The charter, aimed at empowering historically disadvantaged South Africans (HDSA), says that the industry must achieve 26 per cent HDSA ownership of mining industry assets within 10 years, a target that will apply to each mining company individually.
It also states that the South African mining companies have agreed to assist HDSA companies in securing R100bn (£6.25bn) of finance to fund participation in the industry within the first five years.
Bell Dewar & Hall mining and minerals partner Blaize Vance said: "It's going to mean an awful lot of work for lawyers.

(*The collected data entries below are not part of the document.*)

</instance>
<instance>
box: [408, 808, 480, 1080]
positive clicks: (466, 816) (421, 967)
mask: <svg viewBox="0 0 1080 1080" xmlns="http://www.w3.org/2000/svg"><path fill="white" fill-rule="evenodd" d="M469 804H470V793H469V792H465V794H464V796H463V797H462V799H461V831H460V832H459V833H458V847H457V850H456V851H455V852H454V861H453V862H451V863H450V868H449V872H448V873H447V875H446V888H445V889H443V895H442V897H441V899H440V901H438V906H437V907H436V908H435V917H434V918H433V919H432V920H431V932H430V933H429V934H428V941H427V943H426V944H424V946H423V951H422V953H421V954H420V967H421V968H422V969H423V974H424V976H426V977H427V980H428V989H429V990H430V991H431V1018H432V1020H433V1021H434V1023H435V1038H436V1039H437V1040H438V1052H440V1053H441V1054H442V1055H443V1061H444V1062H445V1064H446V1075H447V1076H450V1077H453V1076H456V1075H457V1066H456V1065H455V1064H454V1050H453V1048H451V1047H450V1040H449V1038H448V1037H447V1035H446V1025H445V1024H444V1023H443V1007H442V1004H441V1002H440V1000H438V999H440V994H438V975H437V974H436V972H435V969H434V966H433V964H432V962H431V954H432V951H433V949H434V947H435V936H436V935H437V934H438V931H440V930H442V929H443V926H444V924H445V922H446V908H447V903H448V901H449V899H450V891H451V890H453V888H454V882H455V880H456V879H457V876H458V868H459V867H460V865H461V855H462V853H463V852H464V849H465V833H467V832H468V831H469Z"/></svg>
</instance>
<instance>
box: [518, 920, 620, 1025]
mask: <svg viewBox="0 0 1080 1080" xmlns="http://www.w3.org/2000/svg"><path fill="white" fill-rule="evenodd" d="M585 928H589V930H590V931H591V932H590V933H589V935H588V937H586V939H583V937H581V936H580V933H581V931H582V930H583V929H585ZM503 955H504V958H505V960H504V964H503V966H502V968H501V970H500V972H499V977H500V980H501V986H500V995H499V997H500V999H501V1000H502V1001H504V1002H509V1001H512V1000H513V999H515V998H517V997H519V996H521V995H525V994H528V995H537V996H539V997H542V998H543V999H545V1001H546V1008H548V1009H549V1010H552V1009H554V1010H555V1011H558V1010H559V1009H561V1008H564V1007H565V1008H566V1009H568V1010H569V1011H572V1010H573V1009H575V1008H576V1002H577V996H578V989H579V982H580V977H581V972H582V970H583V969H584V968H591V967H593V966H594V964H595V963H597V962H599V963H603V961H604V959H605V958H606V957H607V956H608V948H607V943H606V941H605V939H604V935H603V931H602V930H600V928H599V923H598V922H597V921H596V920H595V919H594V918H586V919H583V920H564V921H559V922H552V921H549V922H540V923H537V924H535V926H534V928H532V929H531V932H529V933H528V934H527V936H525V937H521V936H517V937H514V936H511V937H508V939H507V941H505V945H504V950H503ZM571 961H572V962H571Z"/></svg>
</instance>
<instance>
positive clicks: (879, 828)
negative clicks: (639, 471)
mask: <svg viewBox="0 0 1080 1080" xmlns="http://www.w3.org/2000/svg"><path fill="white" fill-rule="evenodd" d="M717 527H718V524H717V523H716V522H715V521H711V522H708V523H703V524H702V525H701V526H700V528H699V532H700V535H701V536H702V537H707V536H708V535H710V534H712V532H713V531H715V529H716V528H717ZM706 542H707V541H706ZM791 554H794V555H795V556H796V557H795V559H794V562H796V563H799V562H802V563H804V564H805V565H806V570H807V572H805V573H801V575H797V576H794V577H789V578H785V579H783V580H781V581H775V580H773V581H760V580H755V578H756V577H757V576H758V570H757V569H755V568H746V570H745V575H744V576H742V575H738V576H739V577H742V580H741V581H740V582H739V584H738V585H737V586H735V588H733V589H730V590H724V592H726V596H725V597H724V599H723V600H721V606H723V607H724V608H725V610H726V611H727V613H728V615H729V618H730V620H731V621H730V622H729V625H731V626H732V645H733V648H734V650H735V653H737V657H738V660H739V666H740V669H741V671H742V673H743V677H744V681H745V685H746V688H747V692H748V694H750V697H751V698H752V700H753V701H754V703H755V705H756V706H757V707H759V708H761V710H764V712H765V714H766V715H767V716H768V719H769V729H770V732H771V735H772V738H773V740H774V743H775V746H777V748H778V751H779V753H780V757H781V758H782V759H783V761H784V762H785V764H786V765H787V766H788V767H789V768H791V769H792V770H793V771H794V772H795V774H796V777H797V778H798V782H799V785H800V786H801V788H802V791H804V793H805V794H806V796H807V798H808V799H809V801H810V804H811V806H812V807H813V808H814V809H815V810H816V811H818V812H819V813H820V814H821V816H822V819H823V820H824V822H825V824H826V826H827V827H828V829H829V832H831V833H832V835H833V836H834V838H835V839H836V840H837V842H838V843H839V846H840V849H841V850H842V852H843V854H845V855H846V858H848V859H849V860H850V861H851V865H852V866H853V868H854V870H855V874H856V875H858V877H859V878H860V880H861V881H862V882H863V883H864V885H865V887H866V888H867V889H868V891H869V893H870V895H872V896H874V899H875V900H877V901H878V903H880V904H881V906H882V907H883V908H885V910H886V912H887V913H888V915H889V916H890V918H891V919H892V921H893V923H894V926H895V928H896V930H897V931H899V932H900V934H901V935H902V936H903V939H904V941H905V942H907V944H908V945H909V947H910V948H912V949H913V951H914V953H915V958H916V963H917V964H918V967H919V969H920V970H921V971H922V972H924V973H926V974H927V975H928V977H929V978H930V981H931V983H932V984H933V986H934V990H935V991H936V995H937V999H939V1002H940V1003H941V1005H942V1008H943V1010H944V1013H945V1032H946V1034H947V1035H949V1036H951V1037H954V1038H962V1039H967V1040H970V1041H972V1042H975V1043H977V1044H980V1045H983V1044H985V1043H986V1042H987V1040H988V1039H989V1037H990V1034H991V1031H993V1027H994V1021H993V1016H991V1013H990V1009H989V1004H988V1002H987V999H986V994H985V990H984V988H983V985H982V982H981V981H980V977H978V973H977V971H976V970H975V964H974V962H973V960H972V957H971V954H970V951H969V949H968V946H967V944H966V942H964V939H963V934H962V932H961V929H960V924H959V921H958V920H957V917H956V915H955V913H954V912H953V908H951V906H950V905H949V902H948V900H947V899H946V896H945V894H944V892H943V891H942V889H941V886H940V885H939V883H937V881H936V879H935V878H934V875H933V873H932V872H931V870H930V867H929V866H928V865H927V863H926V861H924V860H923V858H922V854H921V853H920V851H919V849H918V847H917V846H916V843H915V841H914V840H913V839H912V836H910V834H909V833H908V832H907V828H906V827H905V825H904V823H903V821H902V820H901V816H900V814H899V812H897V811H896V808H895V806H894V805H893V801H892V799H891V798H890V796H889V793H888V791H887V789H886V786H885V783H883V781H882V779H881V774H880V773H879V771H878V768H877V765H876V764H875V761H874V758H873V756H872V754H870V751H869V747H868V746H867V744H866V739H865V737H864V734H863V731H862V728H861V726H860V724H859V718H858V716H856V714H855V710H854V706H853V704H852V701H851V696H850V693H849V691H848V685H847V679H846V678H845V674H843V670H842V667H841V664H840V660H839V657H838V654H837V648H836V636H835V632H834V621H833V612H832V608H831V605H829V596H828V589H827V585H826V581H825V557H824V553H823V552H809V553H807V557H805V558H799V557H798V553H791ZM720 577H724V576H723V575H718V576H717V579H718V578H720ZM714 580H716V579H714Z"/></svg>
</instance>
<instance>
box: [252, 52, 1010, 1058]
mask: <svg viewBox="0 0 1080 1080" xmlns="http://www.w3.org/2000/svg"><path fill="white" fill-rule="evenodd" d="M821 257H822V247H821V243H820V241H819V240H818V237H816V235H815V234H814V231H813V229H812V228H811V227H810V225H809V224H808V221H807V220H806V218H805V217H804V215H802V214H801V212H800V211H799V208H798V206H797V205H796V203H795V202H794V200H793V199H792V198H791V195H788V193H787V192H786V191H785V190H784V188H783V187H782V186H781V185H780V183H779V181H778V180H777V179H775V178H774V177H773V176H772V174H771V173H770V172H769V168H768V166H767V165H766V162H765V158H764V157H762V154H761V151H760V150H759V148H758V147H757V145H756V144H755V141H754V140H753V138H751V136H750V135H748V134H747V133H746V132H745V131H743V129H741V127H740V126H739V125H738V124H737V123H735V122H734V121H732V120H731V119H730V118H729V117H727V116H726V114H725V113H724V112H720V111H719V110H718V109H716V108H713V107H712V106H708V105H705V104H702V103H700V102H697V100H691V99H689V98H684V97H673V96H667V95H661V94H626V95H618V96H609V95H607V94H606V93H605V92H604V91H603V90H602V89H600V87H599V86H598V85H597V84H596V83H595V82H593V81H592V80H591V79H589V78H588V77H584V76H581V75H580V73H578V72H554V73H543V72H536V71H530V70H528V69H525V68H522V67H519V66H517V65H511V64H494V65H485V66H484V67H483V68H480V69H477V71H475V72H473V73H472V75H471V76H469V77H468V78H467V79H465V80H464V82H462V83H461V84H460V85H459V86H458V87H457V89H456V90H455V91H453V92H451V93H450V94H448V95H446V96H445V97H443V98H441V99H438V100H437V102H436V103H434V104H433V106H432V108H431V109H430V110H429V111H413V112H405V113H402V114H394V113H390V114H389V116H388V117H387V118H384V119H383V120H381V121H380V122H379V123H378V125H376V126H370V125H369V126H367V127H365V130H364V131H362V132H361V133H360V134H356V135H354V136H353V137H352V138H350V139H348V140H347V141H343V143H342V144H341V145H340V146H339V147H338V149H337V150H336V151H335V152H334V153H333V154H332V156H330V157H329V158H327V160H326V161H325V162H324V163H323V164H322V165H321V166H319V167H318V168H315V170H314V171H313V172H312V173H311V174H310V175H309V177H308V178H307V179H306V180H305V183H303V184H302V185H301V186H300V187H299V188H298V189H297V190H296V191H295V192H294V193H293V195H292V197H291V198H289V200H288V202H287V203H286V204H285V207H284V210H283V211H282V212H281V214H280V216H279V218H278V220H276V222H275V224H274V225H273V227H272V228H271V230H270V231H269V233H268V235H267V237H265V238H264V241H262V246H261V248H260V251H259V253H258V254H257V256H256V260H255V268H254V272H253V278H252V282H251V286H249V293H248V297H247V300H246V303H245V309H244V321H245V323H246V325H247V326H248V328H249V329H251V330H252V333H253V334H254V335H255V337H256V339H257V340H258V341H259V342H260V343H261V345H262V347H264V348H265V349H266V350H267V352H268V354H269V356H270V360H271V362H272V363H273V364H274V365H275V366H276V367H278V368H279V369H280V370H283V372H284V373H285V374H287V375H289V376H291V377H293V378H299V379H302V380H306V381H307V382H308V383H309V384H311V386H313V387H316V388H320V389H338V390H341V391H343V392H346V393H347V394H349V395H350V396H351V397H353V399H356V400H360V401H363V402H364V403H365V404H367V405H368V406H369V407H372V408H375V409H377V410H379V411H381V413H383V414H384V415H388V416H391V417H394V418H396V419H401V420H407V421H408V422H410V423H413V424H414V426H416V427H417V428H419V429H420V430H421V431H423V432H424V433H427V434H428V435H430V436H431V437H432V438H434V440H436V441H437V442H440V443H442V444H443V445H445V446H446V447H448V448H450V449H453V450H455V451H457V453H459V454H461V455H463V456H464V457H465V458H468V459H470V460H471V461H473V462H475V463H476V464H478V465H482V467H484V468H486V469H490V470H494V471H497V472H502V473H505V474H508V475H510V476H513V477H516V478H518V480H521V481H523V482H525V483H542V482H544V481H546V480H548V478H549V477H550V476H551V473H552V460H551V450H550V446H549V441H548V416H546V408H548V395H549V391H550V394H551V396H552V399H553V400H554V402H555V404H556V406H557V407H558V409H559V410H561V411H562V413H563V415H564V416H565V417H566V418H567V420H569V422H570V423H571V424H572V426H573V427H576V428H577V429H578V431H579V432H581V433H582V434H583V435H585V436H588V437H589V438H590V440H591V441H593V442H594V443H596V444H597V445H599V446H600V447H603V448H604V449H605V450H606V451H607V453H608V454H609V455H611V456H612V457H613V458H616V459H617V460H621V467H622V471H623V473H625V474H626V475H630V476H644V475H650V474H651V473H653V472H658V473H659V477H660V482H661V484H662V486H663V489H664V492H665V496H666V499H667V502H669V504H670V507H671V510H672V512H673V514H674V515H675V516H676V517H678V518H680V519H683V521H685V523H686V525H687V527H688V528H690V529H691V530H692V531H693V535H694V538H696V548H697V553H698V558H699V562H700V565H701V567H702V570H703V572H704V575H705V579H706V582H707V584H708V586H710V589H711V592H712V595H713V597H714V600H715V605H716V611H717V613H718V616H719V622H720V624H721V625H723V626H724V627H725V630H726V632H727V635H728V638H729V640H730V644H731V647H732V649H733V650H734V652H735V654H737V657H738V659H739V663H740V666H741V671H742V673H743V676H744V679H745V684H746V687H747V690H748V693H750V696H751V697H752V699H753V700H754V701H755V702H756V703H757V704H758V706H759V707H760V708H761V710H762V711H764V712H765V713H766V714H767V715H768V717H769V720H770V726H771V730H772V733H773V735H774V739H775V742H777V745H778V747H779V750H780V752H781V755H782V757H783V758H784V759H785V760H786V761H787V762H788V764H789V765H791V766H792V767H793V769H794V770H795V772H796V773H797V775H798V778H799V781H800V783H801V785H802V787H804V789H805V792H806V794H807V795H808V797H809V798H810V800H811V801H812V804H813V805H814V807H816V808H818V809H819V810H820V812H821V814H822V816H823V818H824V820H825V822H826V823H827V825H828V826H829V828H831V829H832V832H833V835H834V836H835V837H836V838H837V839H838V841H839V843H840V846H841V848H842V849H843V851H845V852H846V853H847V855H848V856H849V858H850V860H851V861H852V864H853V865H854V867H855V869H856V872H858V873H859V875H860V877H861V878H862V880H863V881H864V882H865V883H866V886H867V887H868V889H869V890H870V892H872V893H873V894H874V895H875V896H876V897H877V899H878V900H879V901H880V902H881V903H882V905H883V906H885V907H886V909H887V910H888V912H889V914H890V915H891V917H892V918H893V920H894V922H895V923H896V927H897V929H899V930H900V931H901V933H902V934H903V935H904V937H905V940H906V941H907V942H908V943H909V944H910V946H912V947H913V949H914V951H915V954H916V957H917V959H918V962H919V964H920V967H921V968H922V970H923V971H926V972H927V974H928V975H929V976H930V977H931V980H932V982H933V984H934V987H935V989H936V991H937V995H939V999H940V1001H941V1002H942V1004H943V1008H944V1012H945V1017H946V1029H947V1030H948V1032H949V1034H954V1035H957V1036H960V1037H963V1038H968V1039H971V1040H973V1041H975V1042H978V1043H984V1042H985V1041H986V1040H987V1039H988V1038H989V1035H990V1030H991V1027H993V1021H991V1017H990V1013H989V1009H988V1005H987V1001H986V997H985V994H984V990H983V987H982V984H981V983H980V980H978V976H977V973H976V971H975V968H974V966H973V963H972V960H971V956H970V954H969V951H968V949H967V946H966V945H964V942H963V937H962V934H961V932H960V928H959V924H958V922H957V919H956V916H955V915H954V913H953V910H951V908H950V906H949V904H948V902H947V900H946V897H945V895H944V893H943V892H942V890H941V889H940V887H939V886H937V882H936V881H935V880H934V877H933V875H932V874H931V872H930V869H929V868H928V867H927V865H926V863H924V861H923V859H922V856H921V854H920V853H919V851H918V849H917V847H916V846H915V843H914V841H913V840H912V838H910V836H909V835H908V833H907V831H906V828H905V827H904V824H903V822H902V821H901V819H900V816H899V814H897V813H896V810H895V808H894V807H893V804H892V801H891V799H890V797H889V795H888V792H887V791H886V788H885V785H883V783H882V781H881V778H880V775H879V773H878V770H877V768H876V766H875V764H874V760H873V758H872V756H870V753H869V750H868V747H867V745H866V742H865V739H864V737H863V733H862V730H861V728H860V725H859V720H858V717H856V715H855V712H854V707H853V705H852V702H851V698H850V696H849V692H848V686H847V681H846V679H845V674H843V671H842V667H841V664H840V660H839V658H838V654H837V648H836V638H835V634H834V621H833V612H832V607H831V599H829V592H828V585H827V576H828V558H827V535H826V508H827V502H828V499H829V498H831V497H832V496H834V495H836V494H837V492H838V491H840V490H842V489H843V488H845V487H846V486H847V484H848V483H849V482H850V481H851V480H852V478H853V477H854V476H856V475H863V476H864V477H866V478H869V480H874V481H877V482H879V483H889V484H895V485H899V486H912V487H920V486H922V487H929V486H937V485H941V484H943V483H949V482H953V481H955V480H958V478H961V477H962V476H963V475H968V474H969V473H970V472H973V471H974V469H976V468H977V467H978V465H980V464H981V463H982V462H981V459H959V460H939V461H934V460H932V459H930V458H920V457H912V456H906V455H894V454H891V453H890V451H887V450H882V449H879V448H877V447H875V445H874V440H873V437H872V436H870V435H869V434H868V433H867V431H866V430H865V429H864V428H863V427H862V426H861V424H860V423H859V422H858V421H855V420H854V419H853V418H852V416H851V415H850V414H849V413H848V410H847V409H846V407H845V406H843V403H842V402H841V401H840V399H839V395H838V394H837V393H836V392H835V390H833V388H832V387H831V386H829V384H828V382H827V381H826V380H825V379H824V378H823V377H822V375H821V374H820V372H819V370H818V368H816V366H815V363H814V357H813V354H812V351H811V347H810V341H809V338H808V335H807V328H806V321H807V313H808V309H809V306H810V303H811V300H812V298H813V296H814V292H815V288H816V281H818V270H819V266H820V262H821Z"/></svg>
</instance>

Not just for the firms that traditionally act for the mining companies, but also for those that specialise in project finance, those acting for the empowerment parties, the banks and firms with employment specialists. The list is endless."
The department hopes the funding will come from a variety of sources, including the World Bank, the International Monetary Fund, the African Development Bank and the mining companies themselves."
A large part of the R100bn funding will be done through acquisitions, which will mean a lot of work for corporate and project finance lawyers," Vance said.
The charter will also mean that international firms acting on behalf of investors will have to refer more work to South African firms to get advice for their clients who must abide with the charter.
Firms that traditionally act for the large mining companies include Webber Wentzel Bowens, Deneys Reitz, Werksmans and Bowman Gilfillan.